4. Combine Business License and SNAP Data

We can now combine the Lancaster Avenue business license and SNAP data to create one dataset. We can simply join the two using their address columns. Then, we can create some new columns based on the combined dataset: 1) a snap_status column will tell us if the site accepts, used to accept, or has never accepted SNAP 2) a business_status column will tell us whether the business is open, closed, or possibly an error

We’ll also clean the dataset further to allow us to geocode any sites without lat/long coordinates. This will allow us to map the data correctly to confirm that everything looks the way it should.

joined = pz_licenses_clean |>
  full_join(pz_snap_points, 
            by = c(address = "snap_address"))

joined$snap_status = case_when(
  is.na(joined$historic_snap_dates) ~ "no snap ever",
  str_detect(joined$historic_snap_dates, "active") ~ "active snap",
  TRUE ~ "inactive snap"
)

joined$business_status = case_when(
  is.na(joined$business_name) & joined$snap_status == "inactive snap" ~ "closed",
  is.na(joined$business_name) & joined$snap_status == "active snap" ~ "mismatch?",
  TRUE ~ "open"
)

joined$state = "PA"
joined$city = "Philadelphia"

#still need to geocode any snap sites with no business license attached to them
#should be a simple ifelse statement

for_geocode = joined[is.na(joined$business_name), ]

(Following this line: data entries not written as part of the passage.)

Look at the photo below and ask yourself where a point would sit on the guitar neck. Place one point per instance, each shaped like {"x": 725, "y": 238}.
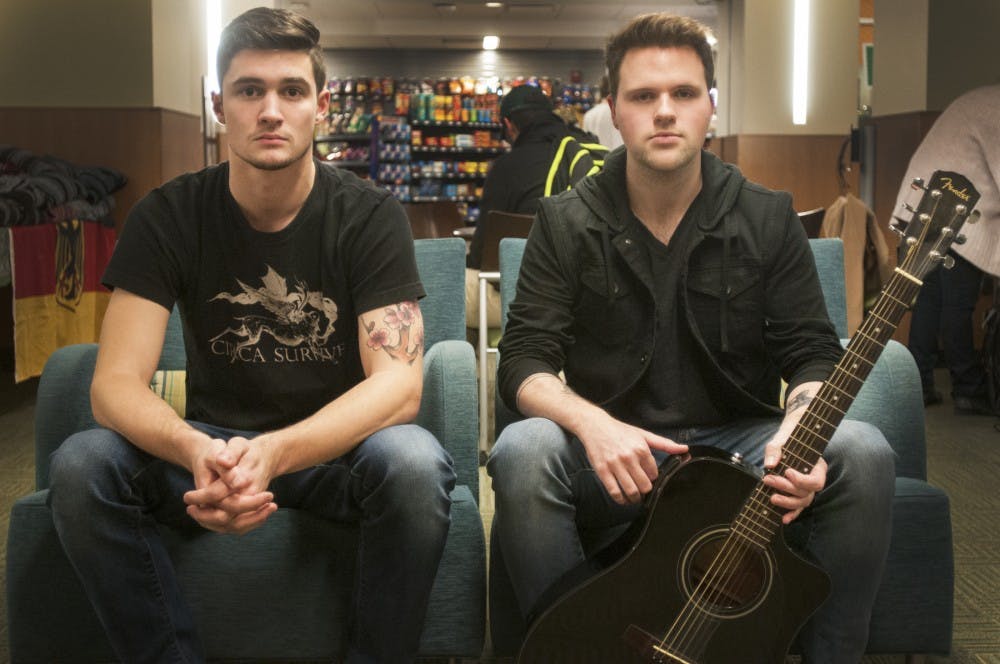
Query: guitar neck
{"x": 759, "y": 520}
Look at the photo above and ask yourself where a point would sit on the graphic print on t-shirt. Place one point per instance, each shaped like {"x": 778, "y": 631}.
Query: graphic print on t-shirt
{"x": 281, "y": 325}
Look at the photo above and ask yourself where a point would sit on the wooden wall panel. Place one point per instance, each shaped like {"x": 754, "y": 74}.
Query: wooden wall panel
{"x": 804, "y": 165}
{"x": 181, "y": 143}
{"x": 148, "y": 145}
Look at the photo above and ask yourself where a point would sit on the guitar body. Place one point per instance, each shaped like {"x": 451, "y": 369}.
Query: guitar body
{"x": 641, "y": 591}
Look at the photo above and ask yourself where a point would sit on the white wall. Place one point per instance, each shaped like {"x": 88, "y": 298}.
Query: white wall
{"x": 66, "y": 53}
{"x": 761, "y": 67}
{"x": 178, "y": 54}
{"x": 899, "y": 77}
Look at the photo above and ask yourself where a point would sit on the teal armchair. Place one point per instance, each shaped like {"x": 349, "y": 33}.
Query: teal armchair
{"x": 914, "y": 606}
{"x": 296, "y": 573}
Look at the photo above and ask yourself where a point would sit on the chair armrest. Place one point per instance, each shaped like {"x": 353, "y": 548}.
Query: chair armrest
{"x": 62, "y": 406}
{"x": 892, "y": 400}
{"x": 449, "y": 407}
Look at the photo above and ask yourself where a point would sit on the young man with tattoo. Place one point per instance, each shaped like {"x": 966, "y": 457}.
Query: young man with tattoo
{"x": 674, "y": 295}
{"x": 297, "y": 288}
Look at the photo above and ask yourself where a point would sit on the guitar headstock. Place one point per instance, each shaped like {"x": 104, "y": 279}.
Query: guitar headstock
{"x": 947, "y": 202}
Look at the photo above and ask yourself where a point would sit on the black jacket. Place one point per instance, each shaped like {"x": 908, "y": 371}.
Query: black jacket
{"x": 749, "y": 290}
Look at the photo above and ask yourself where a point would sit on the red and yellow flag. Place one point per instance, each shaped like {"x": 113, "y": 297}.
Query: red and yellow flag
{"x": 58, "y": 296}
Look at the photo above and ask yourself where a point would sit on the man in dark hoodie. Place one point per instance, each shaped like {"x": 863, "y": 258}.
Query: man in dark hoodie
{"x": 675, "y": 295}
{"x": 516, "y": 181}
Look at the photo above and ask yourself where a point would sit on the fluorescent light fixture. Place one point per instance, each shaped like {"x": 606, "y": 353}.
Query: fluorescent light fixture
{"x": 213, "y": 28}
{"x": 800, "y": 62}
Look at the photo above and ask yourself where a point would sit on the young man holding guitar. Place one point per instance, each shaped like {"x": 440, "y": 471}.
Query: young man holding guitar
{"x": 675, "y": 296}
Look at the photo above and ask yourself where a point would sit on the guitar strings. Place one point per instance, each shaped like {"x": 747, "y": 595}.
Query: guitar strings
{"x": 693, "y": 620}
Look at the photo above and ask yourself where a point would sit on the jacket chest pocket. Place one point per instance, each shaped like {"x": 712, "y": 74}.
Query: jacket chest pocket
{"x": 729, "y": 313}
{"x": 607, "y": 315}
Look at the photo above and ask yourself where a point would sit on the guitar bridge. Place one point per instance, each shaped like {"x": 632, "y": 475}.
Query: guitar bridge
{"x": 649, "y": 647}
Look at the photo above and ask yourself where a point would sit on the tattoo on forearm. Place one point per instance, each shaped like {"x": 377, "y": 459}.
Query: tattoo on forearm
{"x": 800, "y": 400}
{"x": 400, "y": 334}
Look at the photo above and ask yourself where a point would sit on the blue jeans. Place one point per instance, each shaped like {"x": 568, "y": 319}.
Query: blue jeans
{"x": 551, "y": 510}
{"x": 944, "y": 309}
{"x": 108, "y": 495}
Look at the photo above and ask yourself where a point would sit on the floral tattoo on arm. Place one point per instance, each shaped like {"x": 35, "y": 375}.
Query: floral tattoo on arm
{"x": 400, "y": 334}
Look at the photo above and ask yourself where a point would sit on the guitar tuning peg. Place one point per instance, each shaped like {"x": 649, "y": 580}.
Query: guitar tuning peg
{"x": 898, "y": 226}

for_geocode = geocode(for_geocode,
               street = "address",
              city = "city",
              state = "state")

for_geocode = for_geocode |>
                dplyr::select(-geometry) |>
                st_as_sf(coords = c("long", "lat"), crs = st_crs("EPSG:4326"))

joined = rbind(joined[!is.na(joined$business_name), ], for_geocode)

5. Produce Map

Here, we’ll currently map all open businesses in the Promise Zone that either currently offer SNAP or used to offer SNAP. These data can be used to target outreach to increase retailer acceptance of SNAP.

joined |>
  filter(snap_status %in% c("active snap", "inactive snap"),
         business_status == "open") |>
  mapview(zcol = "snap_status", legend = T)

6. Embed Full Dataset for Download

Finally, we’ll pass the data through a function that will allow readers to download a simple Excel sheet containing the raw (non-spatial) data on the businesses shown in the map above.

joined |>
  filter(snap_status %in% c("active snap", "inactive snap"),
         business_status == "open") |>
    download_this(
    output_name = "Promise Zone SNAP Retail_Active and Inactive",
    output_extension = ".xlsx",
    button_label = "Download Promise Zone SNAP Retail Data",
    button_type = "warning",
    has_icon = TRUE,
    icon = "fa fa-save")